Загорский не ответил, продолжая взирать на светлого князя. Игорь нервно заёрзал в седле.
– Как тебе жилось, жена моя?
Евдокия выступила вперёд и чуть слышно ответила:
– Благодарю, хорошо меня привечал Загорский. Ежели ты за мной, то можем с тобой и домой воротиться. Князь вона собрался к великому хану князя Ладимира приветствовать.
– Как же, помню этого князя. – Тут он присмотрелся к молодому мужчине получше, и вскользь, но узнавание все же промелькнуло на его лице.
– Вижу, вспомнили меня, светлый князь. – Ладимир не выказывал презрения, просто утверждал, что затея уворовать дань у ненужного князя провалилась, и все присутствующие знают точно: всплыли по весне не только зловонные экскременты, но и заговоры, от которых запаху было не меньше, а может, и больше, так как предательство дружбы воняет сильнее тухлого трупа. А то, что сам заговорщик этого не замечает, не отменяет саму суть гадости, которую он провернул под носом у доверявших ему людей.

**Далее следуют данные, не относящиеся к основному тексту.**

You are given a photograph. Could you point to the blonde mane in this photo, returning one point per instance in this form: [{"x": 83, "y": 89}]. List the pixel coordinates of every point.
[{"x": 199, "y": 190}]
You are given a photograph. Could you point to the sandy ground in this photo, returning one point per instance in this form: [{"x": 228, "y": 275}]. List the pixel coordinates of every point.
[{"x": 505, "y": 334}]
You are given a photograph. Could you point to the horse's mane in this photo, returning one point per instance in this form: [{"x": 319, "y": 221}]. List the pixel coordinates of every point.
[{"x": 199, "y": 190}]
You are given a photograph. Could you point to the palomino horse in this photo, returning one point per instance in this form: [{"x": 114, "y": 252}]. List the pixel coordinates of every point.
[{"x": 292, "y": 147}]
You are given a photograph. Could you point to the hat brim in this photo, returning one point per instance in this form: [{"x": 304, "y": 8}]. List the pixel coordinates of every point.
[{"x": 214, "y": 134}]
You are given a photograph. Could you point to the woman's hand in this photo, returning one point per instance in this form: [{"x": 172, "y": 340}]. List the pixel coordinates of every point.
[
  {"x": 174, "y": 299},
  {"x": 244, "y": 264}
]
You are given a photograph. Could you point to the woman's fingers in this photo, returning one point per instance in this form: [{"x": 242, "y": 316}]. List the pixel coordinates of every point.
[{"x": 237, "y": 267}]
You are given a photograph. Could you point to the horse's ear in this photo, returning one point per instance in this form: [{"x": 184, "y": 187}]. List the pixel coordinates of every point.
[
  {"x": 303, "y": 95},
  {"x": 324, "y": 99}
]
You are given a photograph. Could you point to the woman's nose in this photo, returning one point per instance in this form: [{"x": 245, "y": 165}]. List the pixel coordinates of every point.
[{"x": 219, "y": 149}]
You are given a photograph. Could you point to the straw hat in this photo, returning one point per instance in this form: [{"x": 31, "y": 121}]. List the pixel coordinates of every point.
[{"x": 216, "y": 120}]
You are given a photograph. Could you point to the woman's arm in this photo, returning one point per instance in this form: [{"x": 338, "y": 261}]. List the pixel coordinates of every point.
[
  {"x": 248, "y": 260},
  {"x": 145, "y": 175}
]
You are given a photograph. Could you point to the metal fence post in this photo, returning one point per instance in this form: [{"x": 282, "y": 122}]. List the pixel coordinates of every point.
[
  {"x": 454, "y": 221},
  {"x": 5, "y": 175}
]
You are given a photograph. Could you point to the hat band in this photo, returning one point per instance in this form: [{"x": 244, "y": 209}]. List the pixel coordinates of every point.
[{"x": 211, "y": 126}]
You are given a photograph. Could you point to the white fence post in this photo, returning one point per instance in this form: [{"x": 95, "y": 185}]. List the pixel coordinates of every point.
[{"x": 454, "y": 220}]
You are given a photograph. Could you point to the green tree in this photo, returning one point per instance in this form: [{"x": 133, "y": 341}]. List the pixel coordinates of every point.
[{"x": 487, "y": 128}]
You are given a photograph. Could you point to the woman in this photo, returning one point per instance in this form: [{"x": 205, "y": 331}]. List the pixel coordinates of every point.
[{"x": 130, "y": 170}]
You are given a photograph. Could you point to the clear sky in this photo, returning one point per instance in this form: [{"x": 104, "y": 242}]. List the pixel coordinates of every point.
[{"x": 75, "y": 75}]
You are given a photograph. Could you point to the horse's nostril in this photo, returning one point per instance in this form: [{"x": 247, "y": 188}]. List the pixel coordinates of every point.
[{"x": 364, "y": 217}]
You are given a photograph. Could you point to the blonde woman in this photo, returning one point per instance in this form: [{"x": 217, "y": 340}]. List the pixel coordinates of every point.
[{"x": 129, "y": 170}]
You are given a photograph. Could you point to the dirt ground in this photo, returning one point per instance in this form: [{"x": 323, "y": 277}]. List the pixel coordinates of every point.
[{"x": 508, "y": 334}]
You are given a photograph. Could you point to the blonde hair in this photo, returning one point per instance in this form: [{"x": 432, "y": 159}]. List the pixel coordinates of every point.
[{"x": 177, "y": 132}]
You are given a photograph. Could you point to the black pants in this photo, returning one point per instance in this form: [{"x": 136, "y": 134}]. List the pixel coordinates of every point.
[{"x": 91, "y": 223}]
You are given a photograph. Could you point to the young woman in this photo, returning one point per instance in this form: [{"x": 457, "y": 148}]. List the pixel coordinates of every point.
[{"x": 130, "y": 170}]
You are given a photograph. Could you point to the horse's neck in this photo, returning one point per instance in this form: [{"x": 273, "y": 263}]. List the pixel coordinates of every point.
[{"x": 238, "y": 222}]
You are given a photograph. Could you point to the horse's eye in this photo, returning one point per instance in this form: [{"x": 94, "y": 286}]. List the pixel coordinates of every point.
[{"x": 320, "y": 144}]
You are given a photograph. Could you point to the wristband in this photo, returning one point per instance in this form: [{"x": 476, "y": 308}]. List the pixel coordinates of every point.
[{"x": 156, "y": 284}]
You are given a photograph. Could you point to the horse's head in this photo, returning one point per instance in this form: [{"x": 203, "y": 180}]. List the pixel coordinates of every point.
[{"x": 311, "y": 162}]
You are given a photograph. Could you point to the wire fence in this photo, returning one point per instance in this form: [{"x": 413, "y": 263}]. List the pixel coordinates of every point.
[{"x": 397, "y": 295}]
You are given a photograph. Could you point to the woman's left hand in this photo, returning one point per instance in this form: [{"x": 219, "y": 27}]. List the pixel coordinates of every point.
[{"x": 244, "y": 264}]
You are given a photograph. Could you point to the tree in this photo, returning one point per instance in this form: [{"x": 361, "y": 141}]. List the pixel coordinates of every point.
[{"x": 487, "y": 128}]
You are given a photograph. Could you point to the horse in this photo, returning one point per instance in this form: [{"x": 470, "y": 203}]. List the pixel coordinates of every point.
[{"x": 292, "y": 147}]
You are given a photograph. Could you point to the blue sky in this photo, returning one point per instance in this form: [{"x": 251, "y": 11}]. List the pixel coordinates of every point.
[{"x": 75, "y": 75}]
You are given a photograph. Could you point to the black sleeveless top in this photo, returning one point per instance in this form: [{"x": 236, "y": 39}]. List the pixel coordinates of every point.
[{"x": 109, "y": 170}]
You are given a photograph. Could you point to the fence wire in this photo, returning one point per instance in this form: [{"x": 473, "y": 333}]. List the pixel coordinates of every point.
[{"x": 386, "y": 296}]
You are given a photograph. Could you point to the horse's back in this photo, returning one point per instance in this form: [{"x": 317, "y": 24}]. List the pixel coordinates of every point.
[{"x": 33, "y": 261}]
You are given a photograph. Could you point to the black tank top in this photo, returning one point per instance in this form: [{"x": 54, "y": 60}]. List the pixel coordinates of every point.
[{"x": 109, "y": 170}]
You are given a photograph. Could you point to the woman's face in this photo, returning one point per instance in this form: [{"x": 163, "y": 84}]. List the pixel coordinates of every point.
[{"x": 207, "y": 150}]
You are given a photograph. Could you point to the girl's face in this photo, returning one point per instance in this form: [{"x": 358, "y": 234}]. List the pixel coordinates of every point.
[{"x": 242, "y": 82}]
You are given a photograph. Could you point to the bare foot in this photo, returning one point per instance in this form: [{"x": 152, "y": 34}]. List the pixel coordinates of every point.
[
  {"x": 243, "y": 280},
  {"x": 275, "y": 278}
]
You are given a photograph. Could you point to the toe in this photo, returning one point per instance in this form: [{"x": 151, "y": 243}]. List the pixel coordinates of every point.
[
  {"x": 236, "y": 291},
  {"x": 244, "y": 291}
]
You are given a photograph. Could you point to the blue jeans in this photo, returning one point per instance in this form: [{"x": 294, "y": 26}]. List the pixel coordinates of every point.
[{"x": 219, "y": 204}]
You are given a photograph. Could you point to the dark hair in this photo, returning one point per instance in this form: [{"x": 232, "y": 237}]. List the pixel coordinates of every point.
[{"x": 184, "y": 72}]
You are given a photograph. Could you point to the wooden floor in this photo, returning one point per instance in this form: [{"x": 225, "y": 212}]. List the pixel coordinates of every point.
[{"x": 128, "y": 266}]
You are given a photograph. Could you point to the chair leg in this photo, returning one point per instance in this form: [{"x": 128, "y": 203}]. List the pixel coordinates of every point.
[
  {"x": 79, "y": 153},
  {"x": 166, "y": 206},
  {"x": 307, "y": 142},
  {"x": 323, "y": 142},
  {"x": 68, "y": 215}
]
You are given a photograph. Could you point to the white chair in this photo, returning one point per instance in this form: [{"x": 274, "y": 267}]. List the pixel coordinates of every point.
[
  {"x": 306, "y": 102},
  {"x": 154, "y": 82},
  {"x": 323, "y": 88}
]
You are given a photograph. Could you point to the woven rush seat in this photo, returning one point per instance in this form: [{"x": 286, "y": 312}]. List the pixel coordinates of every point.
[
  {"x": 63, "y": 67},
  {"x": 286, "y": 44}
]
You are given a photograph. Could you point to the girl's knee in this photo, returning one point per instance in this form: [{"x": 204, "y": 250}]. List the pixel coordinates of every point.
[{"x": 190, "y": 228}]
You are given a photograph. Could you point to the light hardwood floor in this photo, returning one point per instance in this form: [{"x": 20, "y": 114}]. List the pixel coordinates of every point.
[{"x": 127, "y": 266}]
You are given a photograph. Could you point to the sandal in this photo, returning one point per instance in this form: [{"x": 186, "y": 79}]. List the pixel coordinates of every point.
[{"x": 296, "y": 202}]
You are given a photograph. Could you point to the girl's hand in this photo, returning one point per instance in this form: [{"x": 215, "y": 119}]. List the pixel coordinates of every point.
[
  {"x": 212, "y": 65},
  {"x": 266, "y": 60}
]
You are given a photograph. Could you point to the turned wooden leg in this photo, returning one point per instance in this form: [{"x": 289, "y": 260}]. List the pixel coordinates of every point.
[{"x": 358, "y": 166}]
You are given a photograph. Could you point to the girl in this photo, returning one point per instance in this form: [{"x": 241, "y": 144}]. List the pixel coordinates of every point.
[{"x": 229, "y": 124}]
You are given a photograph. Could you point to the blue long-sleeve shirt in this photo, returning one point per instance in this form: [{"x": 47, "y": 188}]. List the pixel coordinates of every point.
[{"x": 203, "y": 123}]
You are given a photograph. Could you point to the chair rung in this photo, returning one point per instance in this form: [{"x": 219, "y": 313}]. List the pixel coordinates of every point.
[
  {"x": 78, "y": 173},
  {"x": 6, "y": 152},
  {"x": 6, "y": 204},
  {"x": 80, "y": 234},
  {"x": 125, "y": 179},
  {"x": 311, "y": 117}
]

– Вижу, что кузнец заигрался, – оборвал его светлый князь, и снова повисло молчание.
– Пойдём домой, – попросила Евдокия, стараясь увести от конфликта подальше, что-то сломалось в ней, покуда она сидела во вдовьей башне. Каждый день к ней приходил священник да говорил, говорил с ней. Сначала она брыкалась, ругалась на святого отца страшно, сыпала проклятиями. Но утром, перед тем как принести ей каши, он снова просил помолиться.
Осознание пришло, когда прошёл месяц, а муж её так и не явился за ней. Потом, когда пурга мела так, что заметала окна наполовину, она отпустила себя, как отпустила душу. Просто в один прекрасный день встала на колени рядом со священником да начала молиться. Тогда и произошло в ней самой какое-то странное изменение: вещи, без которых она не видела жизни, утратили свою красоту, а то, на что раньше и не посмотрела, вдруг приобрело невероятную ценность. Как-то узор по ковру или звон колоколов, или смех детский. Вот и теперь, глядя на хмурых да грозных воинов, не могла видеть их на поле битвы, видела она их смеющимися, молодыми. А тень, что легла на их лица, теперь была неправильной и несла одно: смерть, и неважно для кого. Мужа ли её убьют – дети сиротами останутся да она со вдовьей долей, или Загорского, у кого сынишка вон подрастает да жена молодая без него пропадёт. Даже Ладимира ей было жалко. Да что говорить, даже этого непутёвого солдата, что рядом с ней стоял, со смешным ярким чубом.